DAVID WISEHART: Why publish on Kindle?
ROSANNE DINGLI: My publishers, BeWrite Books, have long understood the importance of eBooks and they have been poised for the explosion that started in 2010 for a very long time. My first novel was available in digital form as long ago as 2005. Ebook sales of my writing eclipsed paperbacks last October, and I do not see any signs of a reversal. BeWrite uses Kindle because it works—all their authors see proof of this every time we open our royalty statements. I have also used Kindle for my independently published collections of short stories and poetry. I had a number of collections that ran out of print around 2003, and they lay unloved and unread. So I revised them and gave them all new-look covers, and republished them on Kindle. This means I have a dual experience, which confirms both through a publisher and on my own initiative that it is possible to gain new readers and sustain a bank of loyal fans through Kindle.
DAVID WISEHART: What advice would you give to a first-time author thinking of self-publishing on Kindle?

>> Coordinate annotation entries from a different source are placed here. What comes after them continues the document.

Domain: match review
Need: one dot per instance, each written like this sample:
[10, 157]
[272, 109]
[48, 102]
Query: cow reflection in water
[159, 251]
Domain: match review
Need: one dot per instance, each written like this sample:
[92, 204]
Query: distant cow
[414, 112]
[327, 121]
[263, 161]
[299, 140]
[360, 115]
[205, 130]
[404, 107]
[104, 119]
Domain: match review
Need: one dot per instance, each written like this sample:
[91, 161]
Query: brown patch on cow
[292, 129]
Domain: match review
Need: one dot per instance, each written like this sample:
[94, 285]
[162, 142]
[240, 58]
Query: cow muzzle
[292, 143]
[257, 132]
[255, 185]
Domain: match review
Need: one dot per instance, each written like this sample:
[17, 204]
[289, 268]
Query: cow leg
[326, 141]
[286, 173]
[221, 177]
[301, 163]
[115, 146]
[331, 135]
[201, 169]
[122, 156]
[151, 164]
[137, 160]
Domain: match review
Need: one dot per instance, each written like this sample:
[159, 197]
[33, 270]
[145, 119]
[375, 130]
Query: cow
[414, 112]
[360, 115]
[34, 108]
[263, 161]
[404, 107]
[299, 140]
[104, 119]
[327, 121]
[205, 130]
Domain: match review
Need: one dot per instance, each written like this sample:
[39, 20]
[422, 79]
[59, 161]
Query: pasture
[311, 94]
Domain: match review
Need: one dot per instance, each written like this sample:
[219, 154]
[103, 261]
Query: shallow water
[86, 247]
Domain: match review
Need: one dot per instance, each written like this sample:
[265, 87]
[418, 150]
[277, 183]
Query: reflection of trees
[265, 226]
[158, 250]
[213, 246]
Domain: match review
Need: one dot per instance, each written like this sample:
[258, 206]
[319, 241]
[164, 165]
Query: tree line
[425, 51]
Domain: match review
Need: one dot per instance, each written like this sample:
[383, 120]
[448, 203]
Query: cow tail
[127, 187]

ROSANNE DINGLI: I feel it is vital to have a large body of work available for sale. One or two books are never enough. Readers always seek more work by an author they like. It is rather important that a significant part of that body of work is supported and endorsed by a publisher with a valid track record. Publishers are useful! They do their own promotions in order to make their brand visible, which necessarily highlights their authors, without whom they have no reason for existing. Independently publishing titles is also valid for authors who wish to circulate out-of-print volumes, or to experiment with titles that have not gained a contract for one reason or another. The reasons, however, can never be related to the quality or finish of the work. I do not like the word quality, because it is ambiguous and can mean a number of things. I mean the excellence in writing that goes much, much further than grammar, punctuation and syntax. My advice to authors is to obtain confirmation through a number of channels that their work has a unique and valid voice, and that their writing is not only mechanically and technically sound, but that it also speaks loudly of tone, voice and literary value. Ideas are never enough, and great stories are not enough: scintillating writing about an old idea with a plausible story, with a premise that has social, cultural, artistic, or philosophical depth, always works better and ultimately sells.
DAVID WISEHART: Thanks, and best of luck with your books.